Abstract
Continued attempt by the industry and research sectors to improve productivity of commercially viable microbial products fall into three general approaches including microbial-based (e.g. isolation, selection, and manipulation of microbes as higher producers), environmental-based (e.g. media development), and bioreactor/bioprocess- based studies.
Application of electromagnetic field to microbial cultures is a recent bioprocess-based technique. Current literature shows some effects on characteristics of microbial species (fungi and bacteria). These include enhancement of ethanol production capacity of Saccharomyces cerevisiae, citric acid and cellulase production by Aspergillus niger species and insulase production by Geotrichum candidum after the cultures were exposed to electromagnetic field.

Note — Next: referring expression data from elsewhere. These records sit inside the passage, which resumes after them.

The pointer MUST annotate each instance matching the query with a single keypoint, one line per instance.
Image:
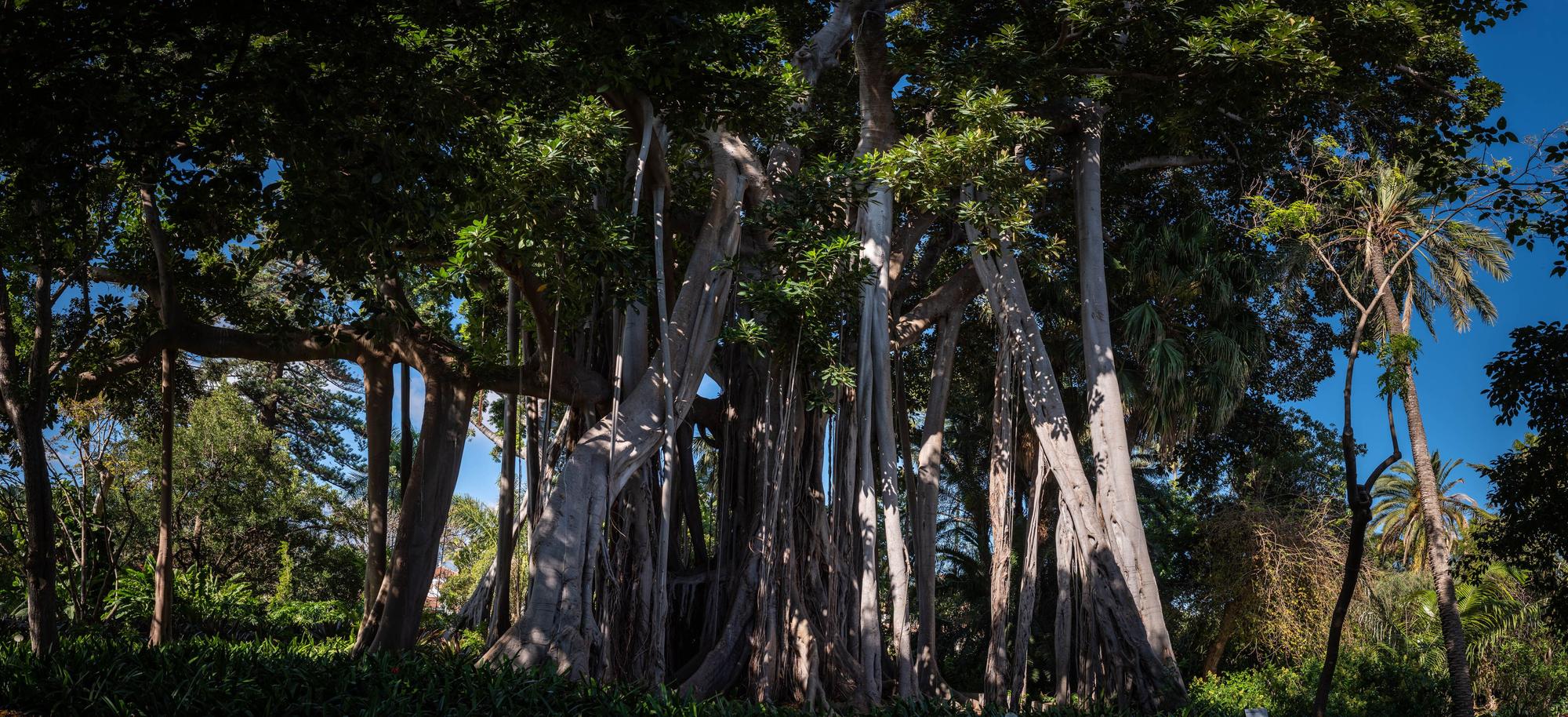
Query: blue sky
(1451, 369)
(1453, 366)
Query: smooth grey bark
(379, 448)
(1116, 621)
(667, 509)
(26, 404)
(1108, 421)
(507, 501)
(1462, 699)
(162, 630)
(874, 395)
(1029, 583)
(929, 487)
(394, 621)
(553, 627)
(1000, 489)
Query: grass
(212, 677)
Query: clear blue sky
(1451, 366)
(1451, 369)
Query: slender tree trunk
(879, 131)
(379, 448)
(1119, 501)
(164, 578)
(26, 404)
(1001, 511)
(1359, 498)
(929, 487)
(1461, 694)
(506, 509)
(1216, 653)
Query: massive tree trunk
(1119, 633)
(1119, 501)
(162, 630)
(393, 622)
(874, 396)
(164, 578)
(379, 449)
(553, 627)
(927, 495)
(407, 437)
(1462, 697)
(26, 404)
(506, 509)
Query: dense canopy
(833, 354)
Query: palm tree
(1398, 519)
(1398, 220)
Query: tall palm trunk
(1119, 500)
(874, 396)
(1461, 694)
(162, 630)
(1111, 616)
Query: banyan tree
(714, 275)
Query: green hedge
(212, 677)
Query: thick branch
(954, 294)
(1169, 161)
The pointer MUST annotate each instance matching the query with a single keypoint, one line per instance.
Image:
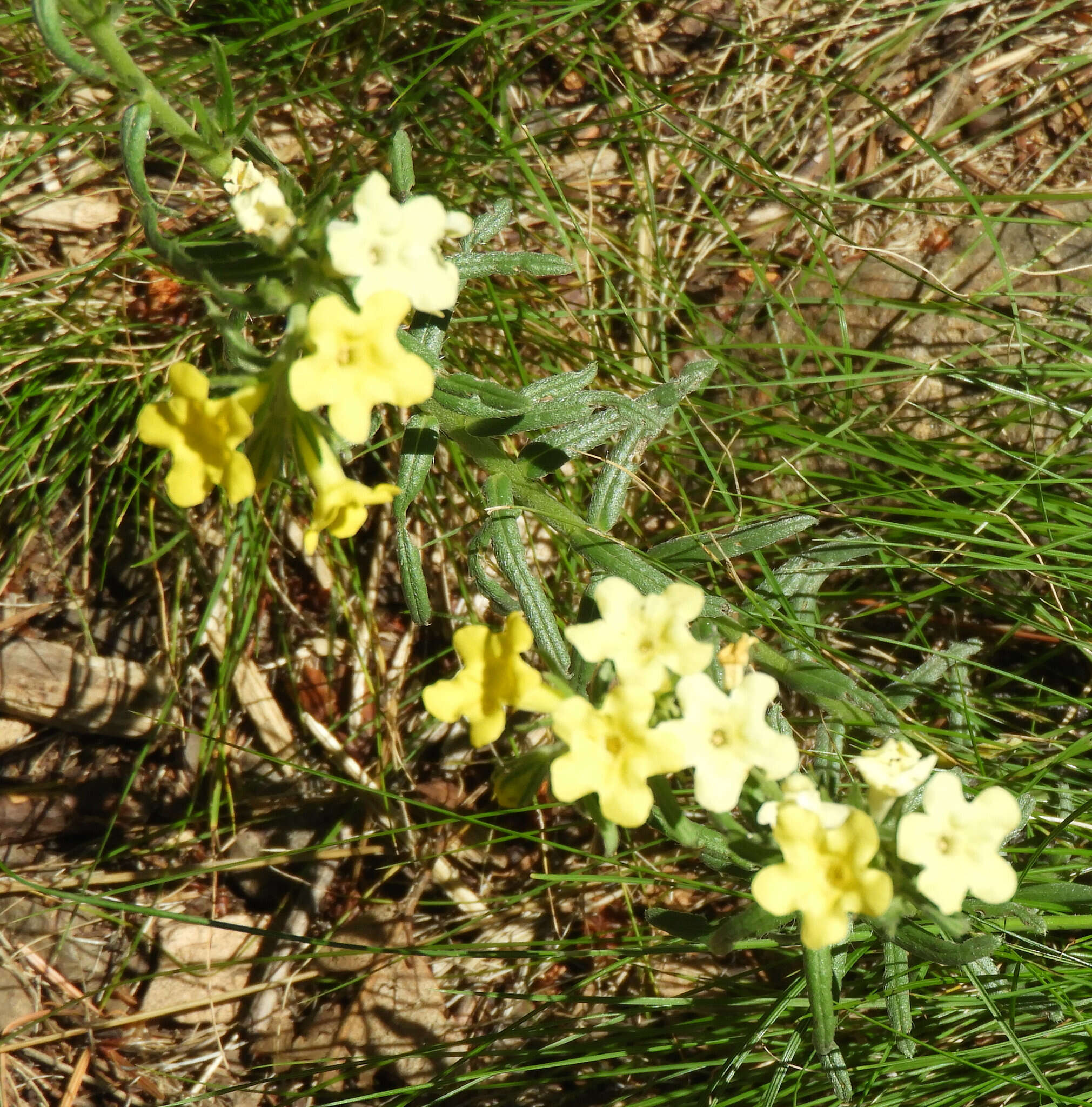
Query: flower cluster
(345, 358)
(663, 713)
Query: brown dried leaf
(193, 950)
(73, 213)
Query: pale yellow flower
(262, 210)
(957, 843)
(340, 504)
(825, 876)
(240, 176)
(494, 677)
(358, 363)
(202, 435)
(397, 246)
(726, 736)
(612, 751)
(644, 636)
(800, 791)
(893, 770)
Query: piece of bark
(45, 682)
(400, 1008)
(202, 961)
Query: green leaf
(402, 166)
(490, 225)
(692, 551)
(1055, 892)
(561, 385)
(896, 998)
(496, 396)
(499, 264)
(419, 446)
(512, 561)
(517, 783)
(225, 102)
(903, 692)
(48, 18)
(547, 413)
(930, 948)
(752, 923)
(691, 928)
(614, 479)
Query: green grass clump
(940, 418)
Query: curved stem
(128, 76)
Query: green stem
(128, 76)
(896, 997)
(819, 973)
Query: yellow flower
(240, 176)
(260, 209)
(202, 435)
(957, 843)
(493, 677)
(726, 736)
(644, 636)
(358, 363)
(800, 791)
(893, 770)
(613, 751)
(340, 504)
(825, 876)
(397, 246)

In this paper we report the application of electromagnetic field to cultures of Bacillus licheniformis to enhance productivity of bacitracin, a water-soluble branched polypeptide used as an antimicrobial agent against gram- positive and some gram-negative bacteria. Electromagnetic field was applied on cultures of B. licheniformis in stirred tank reactors (STRs) with working volume of 1.5 litres circulating into an in-house designed and constructed magnetic field generator with low magnetic field intensity. The experiments were carried out both with and without pH control of the culture. Samples were assayed for bacitracin concentration to confirm the effects of electromagnetic field. The microbial growth and pH profiles were also monitored.
The results showed that circulation of culture at flow rate of 10 mL.min-1 into magnetic field with 10 millitesla intensity leads to an increase in bacitracin concentration. The increase was higher when the pH of the culture was controlled compared to non-controlled culture. The highest percentage increase in bacitracin concentration was 36 % after 35 hours without pH control, while the highest bacitracin percentage increase obtained from the controlled culture under pH 7 exposed to electromagnetic field, was almost 89 % after 43 hours.